The median hides the spread, so the percentiles below show cumulative federal debt at four points in the distribution for Illinois Media School-Chicago Campus.
| Percentile | Cumulative Federal Debt |
|---|---|
| 10th percentile (lowest-debt students) | $4,750 |
| 25th percentile | $5,500 |
| 75th percentile | $9,500 |
| 90th percentile (highest-debt students) | $9,500 |
The spread between the lowest- and highest-debt deciles summarizes how variable outcomes are at Illinois Media School-Chicago Campus.
Median federal debt understates the full cost when PLUS loans are included. The totals below add PLUS borrowing for Illinois Media School-Chicago Campus.
| Group | Borrowers | Median debt incl. PLUS |
|---|---|---|
| All borrowers | 94 | $13,110 |
Federal data lets us separate Stafford borrowers from the rest at Illinois Media School-Chicago Campus.
Stafford This Year vs Not
| Cohort | Borrowers | Median debt incl. PLUS |
|---|---|---|
| Stafford loan this year | 72 | $12,503 |
| No Stafford loan this year | 22 | $14,389 |
The indicators below describe what the typical debt costs to pay back at Illinois Media School-Chicago Campus.

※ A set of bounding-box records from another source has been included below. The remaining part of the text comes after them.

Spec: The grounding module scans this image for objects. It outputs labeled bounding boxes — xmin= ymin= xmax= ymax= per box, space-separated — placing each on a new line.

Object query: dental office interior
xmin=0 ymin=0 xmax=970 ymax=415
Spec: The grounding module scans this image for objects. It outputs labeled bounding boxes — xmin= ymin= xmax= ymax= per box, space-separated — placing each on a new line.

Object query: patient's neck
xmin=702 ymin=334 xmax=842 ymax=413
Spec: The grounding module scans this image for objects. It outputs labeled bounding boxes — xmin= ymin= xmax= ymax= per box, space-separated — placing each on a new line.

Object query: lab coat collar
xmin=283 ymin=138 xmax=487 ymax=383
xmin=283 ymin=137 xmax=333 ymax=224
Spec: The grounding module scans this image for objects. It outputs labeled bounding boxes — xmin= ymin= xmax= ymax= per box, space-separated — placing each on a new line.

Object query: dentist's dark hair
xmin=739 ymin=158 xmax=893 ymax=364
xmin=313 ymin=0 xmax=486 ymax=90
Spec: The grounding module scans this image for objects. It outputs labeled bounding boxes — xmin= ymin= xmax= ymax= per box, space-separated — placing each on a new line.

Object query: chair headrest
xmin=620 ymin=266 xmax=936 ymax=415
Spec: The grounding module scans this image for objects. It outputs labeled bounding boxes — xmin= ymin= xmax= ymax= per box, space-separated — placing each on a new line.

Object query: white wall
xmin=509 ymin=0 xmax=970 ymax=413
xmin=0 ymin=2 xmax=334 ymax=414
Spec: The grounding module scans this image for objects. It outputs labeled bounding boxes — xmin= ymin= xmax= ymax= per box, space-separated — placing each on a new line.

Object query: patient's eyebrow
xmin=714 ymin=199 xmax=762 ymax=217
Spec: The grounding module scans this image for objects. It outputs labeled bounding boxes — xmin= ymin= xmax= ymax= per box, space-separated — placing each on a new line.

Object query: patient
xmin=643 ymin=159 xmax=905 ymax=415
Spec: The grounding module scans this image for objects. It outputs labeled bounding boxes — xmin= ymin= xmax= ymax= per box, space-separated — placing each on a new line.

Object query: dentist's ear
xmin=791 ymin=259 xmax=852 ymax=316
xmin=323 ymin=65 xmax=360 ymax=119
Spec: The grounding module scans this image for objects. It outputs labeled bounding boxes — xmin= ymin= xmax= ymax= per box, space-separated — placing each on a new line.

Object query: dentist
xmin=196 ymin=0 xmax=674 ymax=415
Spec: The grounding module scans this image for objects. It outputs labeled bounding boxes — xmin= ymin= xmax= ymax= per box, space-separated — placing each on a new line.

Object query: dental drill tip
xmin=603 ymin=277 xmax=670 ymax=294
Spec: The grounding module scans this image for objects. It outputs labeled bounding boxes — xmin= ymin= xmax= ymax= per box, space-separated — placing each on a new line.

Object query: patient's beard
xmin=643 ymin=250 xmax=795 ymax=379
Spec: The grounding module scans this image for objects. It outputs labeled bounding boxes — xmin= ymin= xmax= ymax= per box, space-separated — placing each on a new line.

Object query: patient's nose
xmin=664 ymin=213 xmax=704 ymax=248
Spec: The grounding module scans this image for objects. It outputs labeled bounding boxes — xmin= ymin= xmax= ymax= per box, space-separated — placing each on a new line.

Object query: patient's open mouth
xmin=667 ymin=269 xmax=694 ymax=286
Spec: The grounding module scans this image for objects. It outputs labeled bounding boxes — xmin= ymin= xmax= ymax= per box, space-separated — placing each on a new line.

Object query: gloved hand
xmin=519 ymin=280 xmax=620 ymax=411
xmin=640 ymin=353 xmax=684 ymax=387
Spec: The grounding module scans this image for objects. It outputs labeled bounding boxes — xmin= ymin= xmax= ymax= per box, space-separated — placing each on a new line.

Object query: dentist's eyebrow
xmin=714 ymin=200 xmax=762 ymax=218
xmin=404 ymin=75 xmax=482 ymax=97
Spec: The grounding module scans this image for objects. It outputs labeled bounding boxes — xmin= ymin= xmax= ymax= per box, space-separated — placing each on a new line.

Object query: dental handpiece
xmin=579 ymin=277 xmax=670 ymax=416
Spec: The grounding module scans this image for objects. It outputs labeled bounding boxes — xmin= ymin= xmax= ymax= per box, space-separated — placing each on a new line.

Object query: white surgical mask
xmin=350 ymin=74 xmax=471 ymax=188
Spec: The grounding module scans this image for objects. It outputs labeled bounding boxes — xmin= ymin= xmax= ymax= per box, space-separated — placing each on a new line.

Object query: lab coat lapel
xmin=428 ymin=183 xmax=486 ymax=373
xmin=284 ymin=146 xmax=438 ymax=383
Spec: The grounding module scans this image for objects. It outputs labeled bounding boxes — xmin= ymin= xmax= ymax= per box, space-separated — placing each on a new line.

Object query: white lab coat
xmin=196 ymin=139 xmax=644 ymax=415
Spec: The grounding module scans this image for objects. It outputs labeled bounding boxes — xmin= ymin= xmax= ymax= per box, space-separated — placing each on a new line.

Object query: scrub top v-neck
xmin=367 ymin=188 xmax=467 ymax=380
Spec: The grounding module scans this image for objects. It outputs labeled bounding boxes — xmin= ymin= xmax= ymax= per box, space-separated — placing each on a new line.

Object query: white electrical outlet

A loan default — failing to keep up with federal student-loan payments — is one of the worst financial outcomes a borrower can face. The official Department of Education two-year default rate for Illinois Media School-Chicago Campus follows.
| Metric | Value |
|---|---|
| 2-year cohort default rate | 5.4% |
| Borrowers in the cohort | 295 |
This rate follows a borrower cohort from the start of repayment through the two-year window the Department of Education uses.
Borrowing varies by family income, by first-generation status, and by dependency status.
By Family Income
| Income tier | Median federal debt |
|---|---|
| Low income | $9,500 |
| Middle income | $9,500 |
| High income | $5,500 |
First-Generation Comparison
| Cohort | Median federal debt |
|---|---|
| First-generation students | $9,500 |
| Continuing-generation students | $9,500 |
Dependent vs Independent Borrowers
| Cohort | Median federal debt |
|---|---|
| Dependent students | $5,500 |
| Independent students | $9,500 |
The Department of Education computes gap indicators that show how borrowing differs between student groups at Illinois Media School-Chicago Campus.
Subsidized and Unsubsidized Loans
With an unsubsidized loan, interest starts adding up the day the loan is disbursed, including during school. Subsidized loans, by contrast, do not accrue interest while you are enrolled at least half-time, which makes them the less expensive option when you qualify.
Did You Know?
Declaring bankruptcy does not erase federal student loan debt. If you stop paying, the federal government can garnish a portion of your wages until the loans are repaid.
References
More about our data sources and methodologies.